Seriously – they’re worried about ME hacking my way into their country?

So we get on the plane, breathless and rushed. I’m thinking, well at least I was busy that whole time. No sitting around waiting at the gate. But then we do sit at the gate for half an hour, and there’s activity on the ground around the plane, and guys running up and down the stairs to the cockpit. Finally the Captain comes on and apologizes. But, he says, there’s a discrepancy in the paperwork from the two people who did the plane systems check, and the fuel gauge is not reading the level of fuel, and they need to find out if there’s enough in the tank to get us where we are going.

And they are doing this calculation MANUALLY.

So you can imagine. There are engineers on the ground now, and I think they’re using slide rules or something, but the plane is sitting on an angle, the Captain says. Which makes it harder to measure the volume in the tank. The plane is turned on (which to my way of thinking can’t be good for the fuel situation either), and it’s all a go, except for these guys running around underneath us trying to find out if we have enough gas not to crash in the Atlantic. We’re all listening to the rubber hammers hitting the sides of the plane. ‘Hollow up here, or not hollow? What do you think, Edwin?’

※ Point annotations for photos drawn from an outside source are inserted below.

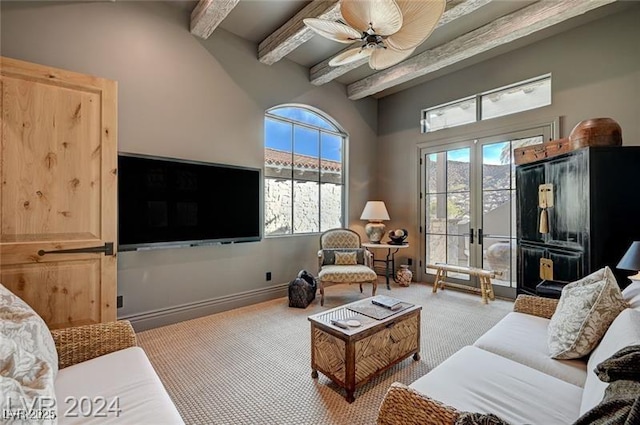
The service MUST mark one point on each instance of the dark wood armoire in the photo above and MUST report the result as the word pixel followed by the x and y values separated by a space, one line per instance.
pixel 594 217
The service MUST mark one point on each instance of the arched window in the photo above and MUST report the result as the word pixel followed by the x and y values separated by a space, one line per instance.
pixel 304 171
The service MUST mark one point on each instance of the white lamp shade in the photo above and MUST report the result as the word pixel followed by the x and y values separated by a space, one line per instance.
pixel 375 211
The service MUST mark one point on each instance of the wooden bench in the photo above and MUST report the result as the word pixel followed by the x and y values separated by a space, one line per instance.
pixel 484 276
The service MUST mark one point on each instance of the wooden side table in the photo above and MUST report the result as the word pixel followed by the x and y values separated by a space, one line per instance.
pixel 390 260
pixel 486 288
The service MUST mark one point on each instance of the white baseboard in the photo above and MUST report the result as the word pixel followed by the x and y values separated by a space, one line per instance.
pixel 179 313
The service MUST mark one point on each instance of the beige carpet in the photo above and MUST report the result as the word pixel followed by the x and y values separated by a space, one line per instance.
pixel 252 365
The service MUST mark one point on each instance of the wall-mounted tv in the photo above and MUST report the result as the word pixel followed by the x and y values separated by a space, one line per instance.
pixel 166 202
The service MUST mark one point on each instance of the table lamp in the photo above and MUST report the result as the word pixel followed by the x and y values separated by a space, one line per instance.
pixel 631 260
pixel 375 212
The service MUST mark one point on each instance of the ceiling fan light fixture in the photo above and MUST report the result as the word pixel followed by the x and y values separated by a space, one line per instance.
pixel 384 16
pixel 390 30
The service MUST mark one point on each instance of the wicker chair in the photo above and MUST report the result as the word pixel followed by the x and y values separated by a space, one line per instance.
pixel 81 343
pixel 402 405
pixel 342 259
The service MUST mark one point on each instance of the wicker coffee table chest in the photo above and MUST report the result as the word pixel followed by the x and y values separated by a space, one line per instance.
pixel 351 357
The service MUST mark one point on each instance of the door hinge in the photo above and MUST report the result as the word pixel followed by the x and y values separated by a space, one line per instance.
pixel 107 249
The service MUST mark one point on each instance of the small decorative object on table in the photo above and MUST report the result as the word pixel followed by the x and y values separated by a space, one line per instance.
pixel 404 275
pixel 398 236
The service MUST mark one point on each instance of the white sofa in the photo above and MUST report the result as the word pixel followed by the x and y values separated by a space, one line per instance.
pixel 508 372
pixel 102 363
pixel 92 374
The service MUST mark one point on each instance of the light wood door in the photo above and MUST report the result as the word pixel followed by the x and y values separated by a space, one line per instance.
pixel 58 191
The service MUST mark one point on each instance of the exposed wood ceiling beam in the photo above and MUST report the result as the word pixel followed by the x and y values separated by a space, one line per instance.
pixel 208 14
pixel 517 25
pixel 322 73
pixel 294 32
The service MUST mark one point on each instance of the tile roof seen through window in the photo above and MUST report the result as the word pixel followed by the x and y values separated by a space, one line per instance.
pixel 278 158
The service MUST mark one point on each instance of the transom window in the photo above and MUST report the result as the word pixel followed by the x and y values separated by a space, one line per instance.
pixel 518 97
pixel 304 171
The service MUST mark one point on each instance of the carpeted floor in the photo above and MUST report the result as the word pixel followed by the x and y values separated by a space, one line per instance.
pixel 252 365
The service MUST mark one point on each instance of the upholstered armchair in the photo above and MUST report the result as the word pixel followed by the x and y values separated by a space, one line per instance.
pixel 342 259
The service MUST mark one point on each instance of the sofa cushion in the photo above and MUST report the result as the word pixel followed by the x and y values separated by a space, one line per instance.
pixel 125 376
pixel 585 310
pixel 631 294
pixel 623 332
pixel 475 380
pixel 621 402
pixel 523 338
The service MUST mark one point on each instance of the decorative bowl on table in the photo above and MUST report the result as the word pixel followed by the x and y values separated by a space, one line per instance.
pixel 398 236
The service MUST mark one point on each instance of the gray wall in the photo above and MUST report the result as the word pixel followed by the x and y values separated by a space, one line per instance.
pixel 181 96
pixel 595 71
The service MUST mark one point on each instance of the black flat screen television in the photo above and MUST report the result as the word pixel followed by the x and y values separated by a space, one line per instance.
pixel 166 202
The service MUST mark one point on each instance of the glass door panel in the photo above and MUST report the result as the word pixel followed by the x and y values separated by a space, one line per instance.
pixel 498 193
pixel 469 201
pixel 447 200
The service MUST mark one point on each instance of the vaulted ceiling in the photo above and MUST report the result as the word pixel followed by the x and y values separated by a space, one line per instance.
pixel 468 32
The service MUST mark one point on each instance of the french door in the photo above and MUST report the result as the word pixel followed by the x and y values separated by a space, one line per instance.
pixel 468 206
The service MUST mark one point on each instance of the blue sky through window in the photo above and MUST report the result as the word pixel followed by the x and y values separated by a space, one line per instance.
pixel 286 136
pixel 491 154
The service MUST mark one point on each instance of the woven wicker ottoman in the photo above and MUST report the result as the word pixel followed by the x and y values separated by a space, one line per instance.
pixel 351 357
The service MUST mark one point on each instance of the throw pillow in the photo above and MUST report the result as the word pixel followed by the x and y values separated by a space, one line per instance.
pixel 28 356
pixel 329 255
pixel 631 295
pixel 26 382
pixel 346 258
pixel 621 402
pixel 585 310
pixel 470 418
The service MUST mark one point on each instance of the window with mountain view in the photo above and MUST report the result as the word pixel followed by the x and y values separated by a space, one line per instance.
pixel 304 172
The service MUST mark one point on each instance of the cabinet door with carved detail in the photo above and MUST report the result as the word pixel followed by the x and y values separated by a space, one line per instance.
pixel 58 192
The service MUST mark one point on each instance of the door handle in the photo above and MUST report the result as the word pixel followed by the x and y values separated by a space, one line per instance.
pixel 107 249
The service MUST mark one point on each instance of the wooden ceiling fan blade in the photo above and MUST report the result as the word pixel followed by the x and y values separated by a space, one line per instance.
pixel 384 58
pixel 384 15
pixel 419 20
pixel 351 55
pixel 333 30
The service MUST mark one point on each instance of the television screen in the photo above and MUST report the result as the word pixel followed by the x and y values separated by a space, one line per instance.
pixel 163 201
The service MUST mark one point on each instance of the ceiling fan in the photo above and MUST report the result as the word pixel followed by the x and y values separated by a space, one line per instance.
pixel 390 30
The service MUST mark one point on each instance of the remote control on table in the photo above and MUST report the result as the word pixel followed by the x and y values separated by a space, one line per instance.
pixel 340 324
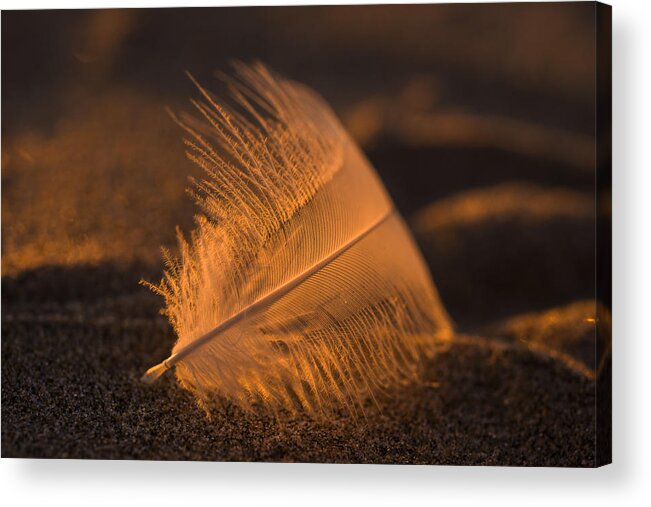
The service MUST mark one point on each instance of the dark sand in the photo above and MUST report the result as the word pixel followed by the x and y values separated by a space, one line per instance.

(Let me remind you that this is a TRUE story.)

Everybody is on edge, naturally. It’s another 20 minutes before the Captain announces we are good to go, and the signals go ‘Bong, Bong’, and the Captain says “Flight Crew, prepare for takeoff.”

At last, we start to back up. And then we stop. And we SIT THERE. And ten minutes later, the Captain comes on, and he says, and I quote him exactly here, “Well ladies and gentlemen, this is what happens when you have to fly a plane that is cold from the hangar. We are having trouble getting the last engine started, so we’re getting someone to come out and help us start it manually, and then we’ll be on our way.”

O.K. They are going to start the engine of our plane MANUALLY.

Let me remind you that this is Air Canada, not some chicken plane from rural Mexico. The starter switch is broken, the gas gauge doesn’t work, and we are all still on the plane. No one is talking about giving us a new plane. We are going to Florida on this plane.

At the de-icing pad a whole new set of traumas occur when five gulls decide to take a shower. We don’t see how that turns out because the window glass is all blurry with the spray. Me, I think I see a big pouf of feathers, but the flight attendant tells me it’s only snowflakes. When at last we taxi to the runway, most of us on the plane have our under-the-seat flotation cushions clutched to our tummies. People are yelling at each other, “Shut up, I’m trying to hear the safety video”. Three fights have broken out over the seats in the exit rows, and several people have threatened the attendants with box cutters if the booze cart is not rolled out this instant.

O.K. maybe I made that last little bit up. But rest assured that none of us on this flight really believe we’ll ever make it to Florida.

So. Air Canada – I know you guys think the opposite of fear is information. You may think your honesty is refreshing, but it leans more toward ice pie in the face.